The following quote is taken from the book Creative Puzzles Of The World . . . . .
by authors Pieter van Delft and Jack Botermans:

"According to one old story, the game of peg solitaire often called simply solitaire, was invented in the 18th century by a French nobleman imprisoned in the Bastille, the grim fortress-prison in Paris.   He was modifying an already existing game called Fox and Geese.   His new invention, like the earlier game, used a board in which an array of holes -- called cells -- were bored as resting places for pegs or marbles.
There are many games and puzzles that can be devised for the solitaire board, but the method of making moves is common to all of them.

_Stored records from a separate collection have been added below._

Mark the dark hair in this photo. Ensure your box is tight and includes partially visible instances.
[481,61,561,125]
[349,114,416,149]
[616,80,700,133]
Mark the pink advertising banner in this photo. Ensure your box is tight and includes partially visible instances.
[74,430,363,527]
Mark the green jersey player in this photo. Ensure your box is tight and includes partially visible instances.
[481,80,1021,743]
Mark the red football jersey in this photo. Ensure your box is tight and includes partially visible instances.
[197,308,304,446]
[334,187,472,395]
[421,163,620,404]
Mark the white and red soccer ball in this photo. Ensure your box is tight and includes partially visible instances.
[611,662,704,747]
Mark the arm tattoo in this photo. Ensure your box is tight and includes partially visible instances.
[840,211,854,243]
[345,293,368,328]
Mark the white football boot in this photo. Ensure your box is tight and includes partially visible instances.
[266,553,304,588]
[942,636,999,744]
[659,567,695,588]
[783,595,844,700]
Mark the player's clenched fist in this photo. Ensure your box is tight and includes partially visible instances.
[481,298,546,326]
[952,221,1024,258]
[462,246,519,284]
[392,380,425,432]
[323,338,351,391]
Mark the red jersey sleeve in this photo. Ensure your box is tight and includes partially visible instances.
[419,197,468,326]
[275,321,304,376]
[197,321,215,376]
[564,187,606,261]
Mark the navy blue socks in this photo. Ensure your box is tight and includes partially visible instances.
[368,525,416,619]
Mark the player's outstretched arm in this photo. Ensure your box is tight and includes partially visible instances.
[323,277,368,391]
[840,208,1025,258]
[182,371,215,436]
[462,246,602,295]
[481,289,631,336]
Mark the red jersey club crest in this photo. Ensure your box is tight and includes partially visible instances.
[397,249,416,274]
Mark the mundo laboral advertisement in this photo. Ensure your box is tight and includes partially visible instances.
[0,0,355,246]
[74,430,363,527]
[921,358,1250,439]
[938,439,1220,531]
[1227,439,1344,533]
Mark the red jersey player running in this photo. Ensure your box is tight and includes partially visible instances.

A peg (assuming that this is the marker used) can be moved only by jumping it over a neighboring peg to a vacant space directly on the other side.   Following such a move, the peg over which the jump was made is removed from the board.   Jumps can be made only along the lattice lines (as shown in the diagram); a peg cannot jump diagonally."

There are two kinds of boards used for peg solitaire.
One has 37 cells (top left diagram).
Another eliminates the corner cells, forming a cross-shaped pattern of cells (top right diagram).

"In the most widely known solitaire puzzle the 33-cell board is used.   All cells are filled except the one in the center.  The player is required to finish the game with a single peg in the central cell.

The number of jumps made in a game of solitaire equals the number of pegs removed.   However, a series of consecutive jumps made at one time with a single piece can be regarded as a single move; hence a player can aim not merely at solving a given puzzle, but also at finding the solution that requires the smallest number of moves.

The basic solitaire puzzle on a 33-cell board -- to begin with a single vacancy in the center and to finish with a single peg in the center -- requires 32 jumps, which can be grouped into 18 moves."